Recall that this 3-line configuration file displays the coordinate system labels and the gene features, and nothing else.

Run Circleator

Now that we have both an input annotation file and a Circleator configuration file, all that remains is to run Circleator, like so:

$ circleator --data=GL383461-GL383477.gb --config=genes-only.txt --pad=100 > pa-genes-only.svg

Notice that the Circleator output is slightly more verbose than in Example 1, because for each of the contigs and/or scaffolds in the input file it prints a line giving the sequence length and feature count:

INFO - started drawing figure using genes-only.txt
INFO - reading from annot_file=./GL383461-GL383477.gb, seq_file=, with seqlen=
INFO - GL383461: 493 feature(s) and 246684 bp of sequence
INFO - GL383462: 19 feature(s) and 8634 bp of sequence
INFO - GL383463: 649 feature(s) and 336359 bp of sequence
INFO - GL383464: 400 feature(s) and 182889 bp of sequence
INFO - GL383465: 1862 feature(s) and 893497 bp of sequence
INFO - GL383466: 5 feature(s) and 4650 bp of sequence
INFO - GL383467: 9 feature(s) and 5617 bp of sequence
INFO - GL383468: 219 feature(s) and 97238 bp of sequence
INFO - GL383469: 766 feature(s) and 347101 bp of sequence
INFO - GL383470: 518 feature(s) and 240912 bp of sequence
INFO - GL383471: 5 feature(s) and 778 bp of sequence
INFO - GL383472: 3 feature(s) and 1168 bp of sequence
INFO - GL383473: 186 feature(s) and 90326 bp of sequence
INFO - GL383474: 3 feature(s) and 1380 bp of sequence
INFO - GL383475: 3 feature(s) and 889 bp of sequence
INFO - GL383476: 5 feature(s) and 616 bp of sequence
INFO - GL383477: 37 feature(s) and 16090 bp of sequence
INFO - read 17 contig(s) from 1 input annotation and/or sequence file(s)
INFO - finished drawing figure using genes-only.txt

Convert the figure from SVG to PNG

As in example 1, let’s convert the SVG image to PNG:

$ rasterize-svg pa-genes-only.svg png 3000 3000

Here is the result:

pa-genes-only.png
(data: GL383461-GL383477.gb config: genes-only.txt, full size PNG | SVG)

genes-only.txt:

coords
small-cgap
genes

Note that in this figure we have several gene-free regions, which did not appear in example 1. The reason for this is that we have 17 scaffolds and, by default, Circleator places a 20 kb gap between each pair of adjacent scaffolds or contigs. Also by default, Circleator draws the contigs/scaffolds in the same order (clockwise, starting at the origin) that they appear in the input GenBank file.

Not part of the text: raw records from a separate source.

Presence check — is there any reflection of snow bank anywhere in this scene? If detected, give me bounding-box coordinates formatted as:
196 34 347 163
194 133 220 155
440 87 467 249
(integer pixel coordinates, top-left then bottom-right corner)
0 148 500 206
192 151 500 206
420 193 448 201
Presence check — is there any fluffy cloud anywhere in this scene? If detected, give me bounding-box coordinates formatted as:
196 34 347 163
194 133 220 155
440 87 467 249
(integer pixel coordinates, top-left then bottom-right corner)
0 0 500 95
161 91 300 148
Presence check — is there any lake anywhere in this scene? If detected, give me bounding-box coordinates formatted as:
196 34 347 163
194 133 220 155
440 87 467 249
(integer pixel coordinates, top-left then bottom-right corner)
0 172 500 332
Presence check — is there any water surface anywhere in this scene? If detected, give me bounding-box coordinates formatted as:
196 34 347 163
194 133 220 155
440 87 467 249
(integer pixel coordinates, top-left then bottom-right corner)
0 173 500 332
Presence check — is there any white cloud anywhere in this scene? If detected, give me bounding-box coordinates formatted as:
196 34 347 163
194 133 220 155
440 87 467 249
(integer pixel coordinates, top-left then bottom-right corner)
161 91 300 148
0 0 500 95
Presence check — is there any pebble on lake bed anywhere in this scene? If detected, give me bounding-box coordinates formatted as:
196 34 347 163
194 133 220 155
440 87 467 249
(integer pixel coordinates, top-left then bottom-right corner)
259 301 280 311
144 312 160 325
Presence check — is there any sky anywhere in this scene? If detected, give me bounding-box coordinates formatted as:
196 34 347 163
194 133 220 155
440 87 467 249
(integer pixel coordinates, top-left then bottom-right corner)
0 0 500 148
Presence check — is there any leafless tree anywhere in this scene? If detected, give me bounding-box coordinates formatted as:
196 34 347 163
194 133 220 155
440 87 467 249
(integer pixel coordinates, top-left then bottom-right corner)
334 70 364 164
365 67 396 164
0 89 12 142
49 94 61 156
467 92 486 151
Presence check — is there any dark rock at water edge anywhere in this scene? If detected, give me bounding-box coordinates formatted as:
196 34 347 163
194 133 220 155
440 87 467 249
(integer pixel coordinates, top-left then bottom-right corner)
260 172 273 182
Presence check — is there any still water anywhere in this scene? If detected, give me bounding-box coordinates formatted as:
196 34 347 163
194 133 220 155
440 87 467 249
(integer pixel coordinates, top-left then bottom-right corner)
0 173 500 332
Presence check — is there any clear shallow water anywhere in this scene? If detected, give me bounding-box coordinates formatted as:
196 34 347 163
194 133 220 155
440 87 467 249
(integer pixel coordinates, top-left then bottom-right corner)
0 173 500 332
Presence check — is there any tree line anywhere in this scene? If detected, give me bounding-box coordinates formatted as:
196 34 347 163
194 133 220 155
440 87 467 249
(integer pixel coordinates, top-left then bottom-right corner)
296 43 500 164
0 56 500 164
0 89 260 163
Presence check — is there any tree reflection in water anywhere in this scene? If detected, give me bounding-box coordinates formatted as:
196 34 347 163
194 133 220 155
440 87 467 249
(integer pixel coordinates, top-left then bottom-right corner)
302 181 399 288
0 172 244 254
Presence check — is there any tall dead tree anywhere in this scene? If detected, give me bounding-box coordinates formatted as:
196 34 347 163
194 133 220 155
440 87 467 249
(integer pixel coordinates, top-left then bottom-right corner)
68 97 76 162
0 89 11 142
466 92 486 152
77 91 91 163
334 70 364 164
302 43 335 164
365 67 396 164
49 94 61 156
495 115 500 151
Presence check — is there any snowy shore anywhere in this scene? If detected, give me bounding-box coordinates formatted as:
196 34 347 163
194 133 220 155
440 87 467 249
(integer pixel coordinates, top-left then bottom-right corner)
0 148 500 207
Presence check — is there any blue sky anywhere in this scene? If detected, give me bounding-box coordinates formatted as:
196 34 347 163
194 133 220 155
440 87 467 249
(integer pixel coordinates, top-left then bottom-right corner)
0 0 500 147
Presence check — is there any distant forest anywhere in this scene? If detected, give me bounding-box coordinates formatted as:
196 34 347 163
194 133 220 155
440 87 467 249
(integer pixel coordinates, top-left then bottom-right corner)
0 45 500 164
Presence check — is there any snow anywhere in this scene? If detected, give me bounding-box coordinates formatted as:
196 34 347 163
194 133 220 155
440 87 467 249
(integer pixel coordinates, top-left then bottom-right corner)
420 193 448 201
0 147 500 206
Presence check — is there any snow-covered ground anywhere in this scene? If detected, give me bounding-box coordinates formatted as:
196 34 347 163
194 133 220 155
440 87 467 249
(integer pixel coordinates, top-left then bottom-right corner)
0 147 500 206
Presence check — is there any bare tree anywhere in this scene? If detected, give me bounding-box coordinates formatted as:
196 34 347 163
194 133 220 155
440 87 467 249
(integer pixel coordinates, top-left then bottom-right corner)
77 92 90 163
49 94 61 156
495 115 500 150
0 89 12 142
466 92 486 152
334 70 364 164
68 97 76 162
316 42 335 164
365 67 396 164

Show the scaffold locations

Let’s modify the configuration file slightly so that we can see the scaffold locations and accession numbers in the figure. Here’s the updated configuration file:

scaffolds-and-genes.txt

Now run Circleator and convert the SVG figure to PNG format. Note that we’re increasing the --pad amount from 100 to 200 to make room for the scaffold labels around the outside of the circle:

$ circleator --data=GL383461-GL383477.gb --config=scaffolds-and-genes.txt --pad=200 > pa-scaffolds-and-genes.svg
$ rasterize-svg pa-scaffolds-and-genes.svg png 3000 3000
pa-scaffolds-and-genes.png
(data: GL383461-GL383477.gb config: scaffolds-and-genes.txt, full size PNG | SVG)

scaffolds-and-genes.txt:

coords
small-cgap
contigs c1
small-cgap
genes
medium-label innerf=1.0,label-function=primary_id,feat-track=c1,label-type=spoke,packer=none

Note that:

Filter out the short sequences

Circleator has a couple of command-line options that affect the handling of multi-sequence input data. One is --contig_gap_size, which can be used to change the default gap placed between adjacent contigs/scaffolds (20kb by default). Another is --contig_min_size, which specifies a minimum contig/scaffold length (in bp). Sequences that are shorter than this will be excluded from the display. Let’s use these two options, along with the same configuration file as the previous example, to change the figure a bit:

$ circleator --data=GL383461-GL383477.gb --config=scaffolds-and-genes.txt --pad=200 --contig_min_size=50000 --contig_gap_size=15000 > pa-no-short-scaffolds.svg
$ rasterize-svg pa-no-short-scaffolds.svg png 3000 3000

Circleator reports that only 8 of the 17 scaffolds are 50kb or longer:

INFO - started drawing figure using scaffolds-and-genes.txt
INFO - reading from annot_file=./GL383461-GL383477.gb, seq_file=, with seqlen=
INFO - GL383461: 493 feature(s) and 246684 bp of sequence
INFO - GL383463: 649 feature(s) and 336359 bp of sequence
INFO - GL383464: 400 feature(s) and 182889 bp of sequence
INFO - GL383465: 1862 feature(s) and 893497 bp of sequence
INFO - GL383468: 219 feature(s) and 97238 bp of sequence
INFO - GL383469: 766 feature(s) and 347101 bp of sequence
INFO - GL383470: 518 feature(s) and 240912 bp of sequence
INFO - GL383473: 186 feature(s) and 90326 bp of sequence
INFO - read 8 contig(s) from 1 input annotation and/or sequence file(s)
INFO - finished drawing figure using scaffolds-and-genes.txt
pa-no-short-scaffolds.png
(data: GL383461-GL383477.gb config: scaffolds-and-genes.txt, full size PNG | SVG)

Note that:

Add some flair

Now let’s make the figure a little more interesting by adding some tracks and, since all of the scaffolds are now relatively long, overlaying the scaffold id directly on the curved blue scaffold rectangles. Here’s the updated configuration file:

scaffolds-and-genes-plus.txt

$ circleator --data=GL383461-GL383477.gb --config=scaffolds-and-genes-plus.txt --pad=200 --contig_min_size=50000 --contig_gap_size=15000 > pa-no-short-scaffolds-plus.svg
$ rasterize-svg pa-no-short-scaffolds-plus.svg png 3000 3000
pa-no-short-scaffolds.png
(data: GL383461-GL383477.gb config: scaffolds-and-genes-plus.txt, full size PNG | SVG)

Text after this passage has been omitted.